Looking at the heatmap, we do not observe any strong correlation between price and the numerical variables.
##
## Call:
## lm(formula = price ~ accommodates + extra_people + room_type +
## cancellation_policy + bedrooms + property_type + security_deposit +
## reviews_per_month + calculated_host_listings_count + host_identity_verified +
## review_scores_rating + neighbourhood_group_cleansed + instant_bookable +
## cleaning_fee + availability_365 + beds + number_of_reviews,
## data = train)
##
## Residuals:
## Min 1Q Median 3Q Max
## -708.3 -57.6 -12.3 28.5 8306.4
##
## Coefficients:
## Estimate Std.

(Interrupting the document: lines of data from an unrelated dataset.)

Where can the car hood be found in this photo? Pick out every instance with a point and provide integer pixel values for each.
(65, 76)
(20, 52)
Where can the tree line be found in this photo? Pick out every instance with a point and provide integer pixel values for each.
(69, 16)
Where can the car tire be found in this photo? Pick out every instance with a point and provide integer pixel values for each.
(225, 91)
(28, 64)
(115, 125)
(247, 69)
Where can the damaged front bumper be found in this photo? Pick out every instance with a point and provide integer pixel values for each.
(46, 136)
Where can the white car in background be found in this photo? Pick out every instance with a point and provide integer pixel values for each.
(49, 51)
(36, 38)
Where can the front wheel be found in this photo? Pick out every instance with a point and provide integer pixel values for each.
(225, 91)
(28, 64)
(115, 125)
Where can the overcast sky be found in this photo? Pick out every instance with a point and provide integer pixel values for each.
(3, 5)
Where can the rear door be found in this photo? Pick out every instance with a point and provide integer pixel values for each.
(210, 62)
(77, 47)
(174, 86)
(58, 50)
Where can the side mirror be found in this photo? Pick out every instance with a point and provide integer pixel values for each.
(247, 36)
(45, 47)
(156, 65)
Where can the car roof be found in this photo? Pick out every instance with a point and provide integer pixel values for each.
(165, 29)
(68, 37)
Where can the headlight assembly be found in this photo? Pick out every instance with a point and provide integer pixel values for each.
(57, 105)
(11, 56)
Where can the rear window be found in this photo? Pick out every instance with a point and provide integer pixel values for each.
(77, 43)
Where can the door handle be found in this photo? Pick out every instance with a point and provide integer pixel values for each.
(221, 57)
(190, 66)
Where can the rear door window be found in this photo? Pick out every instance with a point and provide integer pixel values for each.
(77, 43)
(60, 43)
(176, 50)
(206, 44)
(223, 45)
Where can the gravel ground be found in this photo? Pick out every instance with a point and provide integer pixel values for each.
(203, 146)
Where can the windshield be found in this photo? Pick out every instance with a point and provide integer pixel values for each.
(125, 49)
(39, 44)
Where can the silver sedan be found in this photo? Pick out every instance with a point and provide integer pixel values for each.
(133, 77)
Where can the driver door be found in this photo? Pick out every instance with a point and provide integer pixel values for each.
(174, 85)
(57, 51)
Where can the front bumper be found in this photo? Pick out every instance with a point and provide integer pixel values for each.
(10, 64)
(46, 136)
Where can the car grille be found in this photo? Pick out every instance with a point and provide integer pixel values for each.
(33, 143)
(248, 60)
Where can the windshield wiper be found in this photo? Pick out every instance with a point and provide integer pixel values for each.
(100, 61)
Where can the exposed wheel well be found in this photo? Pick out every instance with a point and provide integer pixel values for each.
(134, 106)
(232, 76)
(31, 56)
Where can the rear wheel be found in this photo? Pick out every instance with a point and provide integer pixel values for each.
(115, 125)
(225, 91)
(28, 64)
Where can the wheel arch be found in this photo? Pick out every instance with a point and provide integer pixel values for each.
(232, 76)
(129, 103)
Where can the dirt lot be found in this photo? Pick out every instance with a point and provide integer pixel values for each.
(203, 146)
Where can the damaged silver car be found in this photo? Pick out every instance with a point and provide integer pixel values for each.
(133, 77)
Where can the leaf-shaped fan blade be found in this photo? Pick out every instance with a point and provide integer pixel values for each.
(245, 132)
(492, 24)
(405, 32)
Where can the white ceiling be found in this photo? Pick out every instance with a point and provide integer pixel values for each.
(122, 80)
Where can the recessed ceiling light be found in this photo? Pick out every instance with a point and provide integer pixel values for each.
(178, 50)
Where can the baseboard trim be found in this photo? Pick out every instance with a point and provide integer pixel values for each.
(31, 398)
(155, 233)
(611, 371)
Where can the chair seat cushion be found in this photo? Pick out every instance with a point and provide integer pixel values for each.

Error t value Pr(>|t|)
## (Intercept) 7.840e+00 3.937e+01 0.199 0.842146
## accommodates 1.107e+01 2.129e+00 5.201 2.05e-07 ***
## extra_people 2.906e+00 1.726e-01 16.834 < 2e-16 ***
## room_typeHotel room -5.661e+01 1.435e+01 -3.945 8.07e-05 ***
## room_typePrivate room -6.247e+01 8.419e+00 -7.420 1.36e-13 ***
## room_typeShared room -1.092e+02 2.084e+01 -5.240 1.67e-07 ***
## cancellation_policymoderate -7.470e+01 1.151e+01 -6.491 9.28e-11 ***
## cancellation_policystrict -7.282e+01 9.371e+00 -7.771 9.24e-15 ***
## bedrooms 3.997e+01 4.580e+00 8.728 < 2e-16 ***
## property_typeOther 1.246e+01 7.098e+00 1.755 0.079369 .
## property_typeServiced apartment 6.469e+01 1.342e+01 4.820 1.47e-06 ***
## security_deposit 5.411e-02 8.763e-03 6.175 7.10e-10 ***
## reviews_per_month -5.398e+00 3.753e+00 -1.438 0.150376
## calculated_host_listings_count -2.297e-01 5.917e-02 -3.882 0.000105 ***
## host_identity_verifiedTRUE -1.601e+01 7.843e+00 -2.042 0.041222 *
## review_scores_rating 6.190e-01 3.430e-01 1.805 0.071151 .
## neighbourhood_group_cleansedOther 5.152e+01 1.974e+01 2.610 0.009086 **
## instant_bookableTRUE -1.444e+01 7.072e+00 -2.042 0.041183 *
## cleaning_fee 1.072e-01 8.291e-02 1.293 0.196017
## availability_365 7.076e-02 2.431e-02 2.910 0.003629 **
## beds -4.186e+00 2.065e+00 -2.027 0.042717 *
## number_of_reviews -2.047e-01 1.414e-01 -1.448 0.147583
## ---
## Signif. codes: 0 '***' 0.001 '**' 0.01 '*' 0.05 '.' 0.1 ' ' 1
##
## Residual standard error: 234.8 on 5348 degrees of freedom
## Multiple R-squared: 0.19, Adjusted R-squared: 0.1869
## F-statistic: 59.75 on 21 and 5348 DF, p-value: < 2.2e-16
## [1] "Correlation: 0.250810195348764"
## mae mse rmse mape
## 86.788612 96584.220627 310.780020 0.666494
## [1] "Mean Absolute Scaled Error: 0.588837178424066"
Forward variable selection using Akaike’s Information Criterion was done on the features and linear model ran on the chosen features. The model shows an overall statistical significance but has poor R-squared value. Performing prediction also did not yield good results.
Seems like Shirley’s place is clean, accessible, convenient and comfortable!
This graph shows the number of reviews per month for all listings in Singapore and we can observe an exponential trend since 2012, where Airbnb became increasingly popular.